You may have never heard Shigeru Miyamoto's name, but you've probably spent many a lazy afternoon absorbed in his work. Joining Nintendo as a video game designer in the late 1970s, Miyamoto created the powerhouse franchises Super Mario Bros., The Legend of Zelda, and Donkey Kong-games so ubiquitous that Miyamoto was named one of TIME's 100 Most Influential People in 2007.
Combining critical essays with interviews, bibliographies, and striking visuals, Shigeru Miyamoto unveils the artist behind thousands of glowing gaming screens, tracing out his design decisions, aesthetic preferences, and the material conditions that shaped his work.

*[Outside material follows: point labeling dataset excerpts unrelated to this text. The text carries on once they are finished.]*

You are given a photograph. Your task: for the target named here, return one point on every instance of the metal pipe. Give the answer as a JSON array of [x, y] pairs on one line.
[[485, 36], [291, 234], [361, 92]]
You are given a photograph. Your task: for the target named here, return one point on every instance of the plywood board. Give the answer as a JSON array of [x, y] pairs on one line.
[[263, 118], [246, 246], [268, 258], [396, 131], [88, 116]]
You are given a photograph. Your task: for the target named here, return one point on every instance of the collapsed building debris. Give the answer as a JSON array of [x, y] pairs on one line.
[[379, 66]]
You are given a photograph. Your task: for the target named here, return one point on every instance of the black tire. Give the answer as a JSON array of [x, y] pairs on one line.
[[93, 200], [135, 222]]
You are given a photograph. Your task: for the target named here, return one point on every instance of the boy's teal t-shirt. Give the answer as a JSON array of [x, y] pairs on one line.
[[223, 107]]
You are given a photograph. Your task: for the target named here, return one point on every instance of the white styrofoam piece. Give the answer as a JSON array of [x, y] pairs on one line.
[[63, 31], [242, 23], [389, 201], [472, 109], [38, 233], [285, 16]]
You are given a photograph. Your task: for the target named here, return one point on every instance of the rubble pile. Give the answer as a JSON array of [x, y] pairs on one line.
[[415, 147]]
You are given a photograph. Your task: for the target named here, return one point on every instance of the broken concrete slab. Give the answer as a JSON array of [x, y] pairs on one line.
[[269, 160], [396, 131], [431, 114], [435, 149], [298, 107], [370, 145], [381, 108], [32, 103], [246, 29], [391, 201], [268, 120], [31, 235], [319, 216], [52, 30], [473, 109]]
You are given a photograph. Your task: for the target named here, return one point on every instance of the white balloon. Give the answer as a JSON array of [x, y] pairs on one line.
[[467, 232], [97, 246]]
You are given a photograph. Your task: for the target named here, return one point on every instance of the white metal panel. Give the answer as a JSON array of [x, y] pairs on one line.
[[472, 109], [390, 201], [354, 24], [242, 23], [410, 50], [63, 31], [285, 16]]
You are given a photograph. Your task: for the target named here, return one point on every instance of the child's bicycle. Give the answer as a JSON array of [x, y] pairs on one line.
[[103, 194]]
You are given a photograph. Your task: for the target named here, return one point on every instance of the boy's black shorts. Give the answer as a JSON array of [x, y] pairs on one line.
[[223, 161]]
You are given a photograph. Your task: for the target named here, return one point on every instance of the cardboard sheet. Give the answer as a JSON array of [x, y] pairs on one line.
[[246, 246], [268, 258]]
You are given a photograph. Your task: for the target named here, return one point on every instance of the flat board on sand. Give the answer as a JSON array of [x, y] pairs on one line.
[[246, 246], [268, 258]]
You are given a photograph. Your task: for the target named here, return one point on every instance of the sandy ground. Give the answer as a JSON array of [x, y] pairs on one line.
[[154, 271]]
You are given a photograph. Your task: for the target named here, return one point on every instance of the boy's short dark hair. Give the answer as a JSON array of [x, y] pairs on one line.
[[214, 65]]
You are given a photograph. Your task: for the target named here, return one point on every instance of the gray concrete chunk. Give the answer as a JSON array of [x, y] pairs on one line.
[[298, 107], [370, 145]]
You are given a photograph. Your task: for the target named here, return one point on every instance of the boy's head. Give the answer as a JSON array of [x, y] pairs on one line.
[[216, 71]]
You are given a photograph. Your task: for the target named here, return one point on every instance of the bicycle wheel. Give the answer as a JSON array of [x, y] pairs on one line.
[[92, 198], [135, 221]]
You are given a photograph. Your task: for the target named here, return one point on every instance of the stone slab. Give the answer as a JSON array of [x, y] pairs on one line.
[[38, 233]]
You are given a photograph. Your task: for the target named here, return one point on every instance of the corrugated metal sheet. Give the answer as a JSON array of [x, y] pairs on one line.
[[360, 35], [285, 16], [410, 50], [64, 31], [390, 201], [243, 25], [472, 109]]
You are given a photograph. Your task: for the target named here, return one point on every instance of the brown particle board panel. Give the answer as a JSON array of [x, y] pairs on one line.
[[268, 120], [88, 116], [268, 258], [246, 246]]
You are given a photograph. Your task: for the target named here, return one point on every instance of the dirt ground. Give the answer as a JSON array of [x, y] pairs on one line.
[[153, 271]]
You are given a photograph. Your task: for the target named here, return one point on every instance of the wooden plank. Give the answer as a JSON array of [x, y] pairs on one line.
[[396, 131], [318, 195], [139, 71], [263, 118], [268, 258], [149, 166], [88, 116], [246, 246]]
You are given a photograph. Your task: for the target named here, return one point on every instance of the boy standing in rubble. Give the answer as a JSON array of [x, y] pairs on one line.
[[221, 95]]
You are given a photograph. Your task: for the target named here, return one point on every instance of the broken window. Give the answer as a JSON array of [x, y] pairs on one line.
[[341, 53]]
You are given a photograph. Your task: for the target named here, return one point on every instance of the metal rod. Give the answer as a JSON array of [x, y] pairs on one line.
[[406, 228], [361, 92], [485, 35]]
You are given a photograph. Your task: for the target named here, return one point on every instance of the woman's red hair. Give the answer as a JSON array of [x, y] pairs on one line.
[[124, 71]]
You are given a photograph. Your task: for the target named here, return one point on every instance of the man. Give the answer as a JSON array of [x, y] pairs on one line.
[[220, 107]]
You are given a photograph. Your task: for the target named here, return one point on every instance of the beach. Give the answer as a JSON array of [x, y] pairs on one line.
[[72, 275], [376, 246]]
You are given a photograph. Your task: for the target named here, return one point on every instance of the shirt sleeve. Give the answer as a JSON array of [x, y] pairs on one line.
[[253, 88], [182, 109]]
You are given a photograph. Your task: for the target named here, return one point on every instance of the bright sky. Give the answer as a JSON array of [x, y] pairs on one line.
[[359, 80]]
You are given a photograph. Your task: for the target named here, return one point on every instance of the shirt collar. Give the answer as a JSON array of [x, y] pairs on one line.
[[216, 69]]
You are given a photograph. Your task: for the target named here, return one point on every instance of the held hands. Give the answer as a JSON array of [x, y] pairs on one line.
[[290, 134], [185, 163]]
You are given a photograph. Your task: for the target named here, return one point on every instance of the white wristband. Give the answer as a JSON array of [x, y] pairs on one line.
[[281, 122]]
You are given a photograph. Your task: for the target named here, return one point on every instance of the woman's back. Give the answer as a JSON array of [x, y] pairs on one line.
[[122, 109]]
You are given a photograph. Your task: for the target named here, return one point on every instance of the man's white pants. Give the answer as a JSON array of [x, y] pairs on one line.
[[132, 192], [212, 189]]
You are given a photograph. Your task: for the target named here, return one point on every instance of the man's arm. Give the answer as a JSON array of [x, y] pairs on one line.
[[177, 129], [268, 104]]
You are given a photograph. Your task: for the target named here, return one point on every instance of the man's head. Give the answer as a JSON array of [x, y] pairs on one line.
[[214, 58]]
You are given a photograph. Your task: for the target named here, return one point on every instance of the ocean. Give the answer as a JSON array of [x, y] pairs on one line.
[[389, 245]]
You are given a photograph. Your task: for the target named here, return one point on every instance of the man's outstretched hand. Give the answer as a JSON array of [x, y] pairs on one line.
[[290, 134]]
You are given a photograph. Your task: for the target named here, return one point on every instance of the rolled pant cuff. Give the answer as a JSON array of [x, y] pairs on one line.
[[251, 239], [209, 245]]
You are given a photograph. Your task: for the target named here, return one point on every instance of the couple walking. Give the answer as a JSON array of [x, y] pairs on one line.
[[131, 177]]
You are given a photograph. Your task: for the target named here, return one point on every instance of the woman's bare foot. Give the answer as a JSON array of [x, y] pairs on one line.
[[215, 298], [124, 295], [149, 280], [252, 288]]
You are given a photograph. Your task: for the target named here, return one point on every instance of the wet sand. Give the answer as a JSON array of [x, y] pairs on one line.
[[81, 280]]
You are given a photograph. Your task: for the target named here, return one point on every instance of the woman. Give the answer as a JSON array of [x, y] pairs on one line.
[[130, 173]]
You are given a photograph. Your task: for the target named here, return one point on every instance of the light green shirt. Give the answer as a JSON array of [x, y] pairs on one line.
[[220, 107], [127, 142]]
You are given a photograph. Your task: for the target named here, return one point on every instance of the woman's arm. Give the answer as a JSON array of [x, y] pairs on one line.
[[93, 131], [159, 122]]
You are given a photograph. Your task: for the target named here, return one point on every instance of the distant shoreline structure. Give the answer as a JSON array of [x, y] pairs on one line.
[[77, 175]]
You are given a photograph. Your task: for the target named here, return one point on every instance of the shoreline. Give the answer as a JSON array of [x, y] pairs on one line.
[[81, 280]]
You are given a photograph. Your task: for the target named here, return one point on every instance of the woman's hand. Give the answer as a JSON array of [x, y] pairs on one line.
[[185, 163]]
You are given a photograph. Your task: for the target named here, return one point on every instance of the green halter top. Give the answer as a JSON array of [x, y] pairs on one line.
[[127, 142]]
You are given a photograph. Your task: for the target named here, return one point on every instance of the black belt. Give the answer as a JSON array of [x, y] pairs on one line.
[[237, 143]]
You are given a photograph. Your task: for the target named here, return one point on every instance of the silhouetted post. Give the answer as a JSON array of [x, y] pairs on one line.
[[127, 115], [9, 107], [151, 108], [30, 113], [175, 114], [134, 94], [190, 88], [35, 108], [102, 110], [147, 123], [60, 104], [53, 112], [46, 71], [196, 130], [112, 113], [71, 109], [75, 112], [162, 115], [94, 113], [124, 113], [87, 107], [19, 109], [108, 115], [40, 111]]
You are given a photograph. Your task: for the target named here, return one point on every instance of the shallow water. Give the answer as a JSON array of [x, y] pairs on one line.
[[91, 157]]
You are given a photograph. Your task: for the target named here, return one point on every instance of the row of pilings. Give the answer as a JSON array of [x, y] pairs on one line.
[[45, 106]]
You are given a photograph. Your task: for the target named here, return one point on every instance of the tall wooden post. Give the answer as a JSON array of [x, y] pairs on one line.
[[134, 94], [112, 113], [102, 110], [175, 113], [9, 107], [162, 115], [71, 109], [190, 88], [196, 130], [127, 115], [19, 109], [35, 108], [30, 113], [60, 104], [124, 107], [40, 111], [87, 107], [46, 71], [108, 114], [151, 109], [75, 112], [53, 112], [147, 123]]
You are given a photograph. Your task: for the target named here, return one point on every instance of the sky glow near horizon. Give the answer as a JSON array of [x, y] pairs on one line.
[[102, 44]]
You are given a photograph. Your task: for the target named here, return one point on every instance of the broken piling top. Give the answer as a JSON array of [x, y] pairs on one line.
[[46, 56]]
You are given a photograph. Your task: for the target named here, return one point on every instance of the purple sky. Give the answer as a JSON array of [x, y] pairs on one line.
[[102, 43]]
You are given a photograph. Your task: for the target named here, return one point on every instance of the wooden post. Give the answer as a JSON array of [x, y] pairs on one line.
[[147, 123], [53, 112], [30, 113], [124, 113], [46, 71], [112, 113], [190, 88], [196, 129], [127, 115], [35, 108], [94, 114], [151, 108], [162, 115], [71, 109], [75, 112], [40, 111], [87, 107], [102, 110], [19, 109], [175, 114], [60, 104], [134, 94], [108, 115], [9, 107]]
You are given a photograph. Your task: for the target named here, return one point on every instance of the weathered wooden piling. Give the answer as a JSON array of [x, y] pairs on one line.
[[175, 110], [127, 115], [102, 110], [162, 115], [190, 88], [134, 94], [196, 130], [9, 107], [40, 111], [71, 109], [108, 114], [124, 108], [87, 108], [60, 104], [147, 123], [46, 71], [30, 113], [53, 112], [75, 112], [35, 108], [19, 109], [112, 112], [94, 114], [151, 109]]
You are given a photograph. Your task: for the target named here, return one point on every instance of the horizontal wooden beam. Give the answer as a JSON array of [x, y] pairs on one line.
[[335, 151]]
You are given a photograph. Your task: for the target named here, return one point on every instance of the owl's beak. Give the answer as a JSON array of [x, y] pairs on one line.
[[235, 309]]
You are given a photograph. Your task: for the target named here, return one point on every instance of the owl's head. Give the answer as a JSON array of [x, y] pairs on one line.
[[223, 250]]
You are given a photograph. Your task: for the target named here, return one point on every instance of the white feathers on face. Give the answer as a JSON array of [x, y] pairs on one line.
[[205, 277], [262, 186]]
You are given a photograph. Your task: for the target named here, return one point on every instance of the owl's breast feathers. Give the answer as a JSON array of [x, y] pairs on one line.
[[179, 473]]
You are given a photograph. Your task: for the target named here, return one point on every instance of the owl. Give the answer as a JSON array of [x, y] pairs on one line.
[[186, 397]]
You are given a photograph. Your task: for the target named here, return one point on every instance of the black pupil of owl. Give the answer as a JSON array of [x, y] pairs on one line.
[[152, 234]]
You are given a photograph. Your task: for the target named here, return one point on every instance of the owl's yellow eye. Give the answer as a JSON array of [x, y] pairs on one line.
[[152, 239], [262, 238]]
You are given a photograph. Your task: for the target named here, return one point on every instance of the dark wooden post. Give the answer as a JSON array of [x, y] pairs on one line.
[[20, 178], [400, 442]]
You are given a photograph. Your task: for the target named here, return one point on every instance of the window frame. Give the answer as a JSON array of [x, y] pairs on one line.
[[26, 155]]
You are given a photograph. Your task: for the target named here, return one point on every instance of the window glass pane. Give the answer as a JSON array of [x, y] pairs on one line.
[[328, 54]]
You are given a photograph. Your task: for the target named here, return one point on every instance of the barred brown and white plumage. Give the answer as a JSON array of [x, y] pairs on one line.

With this incredible (and incredibly unknown) figure, series editors Jennifer DeWinter and Carly Kocurek launch the Influential Video Game Designers series, at last giving these artists the recognition they deserve.
Jennifer deWinter is Assistant Professor of Rhetoric and Interactive Media and Game Development at Worcester Polytechnic Institute, US, where she researches computer production and global circulation. deWinter is particularly interested in the cross media vampirism of entertainment media, with a focus on computer games and Japan. She is currently co-editing a book on the intersection of technical communication and games and is working with Steven Conway on a book about video game policy.